YANGON, Myanmar – Myanmar’s military rulers held a referendum Saturday aimed at solidifying their hold on power while brazenly turning cyclone relief efforts into a propaganda campaign. In some cases, generals’ names were scribbled onto boxes of foreign aid before being distributed.
Human rights organizations and dissident groups have bitterly accused the junta of neglecting disaster victims in going ahead with the vote, which seeks public approval of a new constitution.
The referendum came just one week after Cyclone Nargis left more than 60,000 people dead or missing. The U.N. estimates that at least 1.5 million people have been severely affected.
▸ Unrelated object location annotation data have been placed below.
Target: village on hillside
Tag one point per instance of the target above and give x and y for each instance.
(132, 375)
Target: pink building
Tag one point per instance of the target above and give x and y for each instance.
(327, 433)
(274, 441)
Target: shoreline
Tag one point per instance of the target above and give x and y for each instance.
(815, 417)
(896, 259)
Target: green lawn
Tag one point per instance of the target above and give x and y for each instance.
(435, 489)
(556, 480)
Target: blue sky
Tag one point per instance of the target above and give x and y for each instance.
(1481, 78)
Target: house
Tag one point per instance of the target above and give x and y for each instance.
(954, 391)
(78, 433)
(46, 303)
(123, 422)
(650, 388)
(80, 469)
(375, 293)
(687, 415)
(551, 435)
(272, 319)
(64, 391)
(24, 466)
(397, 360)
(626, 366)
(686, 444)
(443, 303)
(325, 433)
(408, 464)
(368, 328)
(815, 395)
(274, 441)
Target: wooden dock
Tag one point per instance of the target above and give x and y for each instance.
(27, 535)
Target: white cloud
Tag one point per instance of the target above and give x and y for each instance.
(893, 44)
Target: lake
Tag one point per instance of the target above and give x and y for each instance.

Aye Aye Mar, a 36-year-old homemaker, looked frightened when asked if she thought anyone would vote against the referendum.
“One vote of ‘No’ will not make a difference,” she whispered, her eyes darting. Then she raised her voice to declare: “I’m saying ‘Yes’ to the constitution.”
Though international aid has started to trickle in – with two more planes organized by the U.N. World Food Program landing at Yangon’s airport Saturday – almost all foreign relief workers have been barred entry into the isolated nation. The junta says it wants to hand out all donated supplies on its own.
But with roads blocked and bridges submerged, reaching isolated areas in the hard-hit delta has been made all but impossible. The military has only a few dozen helicopters, most small and old. It also has about 15 transport planes, few of which are able to carry massive amounts of supplies.
Long lines formed in front of government centers, where minuscule rations of rice and oil were being distributed. Elsewhere, people clustered on roadsides hoping for handouts. The words “Help us!” were written in chalk on the side of one home.
“Please, don’t wait too long,” said Ma Thein Htwe, 49, who waited with dozens of other women and children at a monastery in Kungyangon for her ration of rice.
Ko Zaw Min, 27, said not enough aid was reaching his community. Each family was given just over a pound a day.
Despite international appeals to postpone the constitutional referendum, voting began Saturday in all but the hardest hit parts of the country.
As lines formed, state-run television continuously ran images of top generals, including junta leader Senior Gen. Than Shwe, handing out boxes of aid at elaborate ceremonies.
“We have already seen regional commanders putting their names on the side of aid shipments from Asia, saying this was a gift from them and then distributing it in their region,” said Mark Farmaner, director of Burma Campaign UK, which campaigns for human rights and democracy in the country.
It has been 18 years since the last poll, and many people had no idea how to vote.
Myanmar has been ruled by military regimes since 1962. The current junta seized power in 1988, throwing out the country’s last constitution.
The referendum seeks public approval of a new one, which the generals say will be followed in 2010 by a general election. Both votes are elements of what the junta calls its “roadmap to democracy.”
But the proposed constitution guarantees 25 percent of parliamentary seats to the military and allows the president to hand over all power to the military in a state of emergency – elements critics say defy the junta’s professed commitment to democracy.
It also would bar Nobel Peace Prize laureate Aung San Suu Kyi, the detained leader of the country’s pro-democracy movement, from public office. The military refused to honor the results of the 1990 general election won by her National League for Democracy party.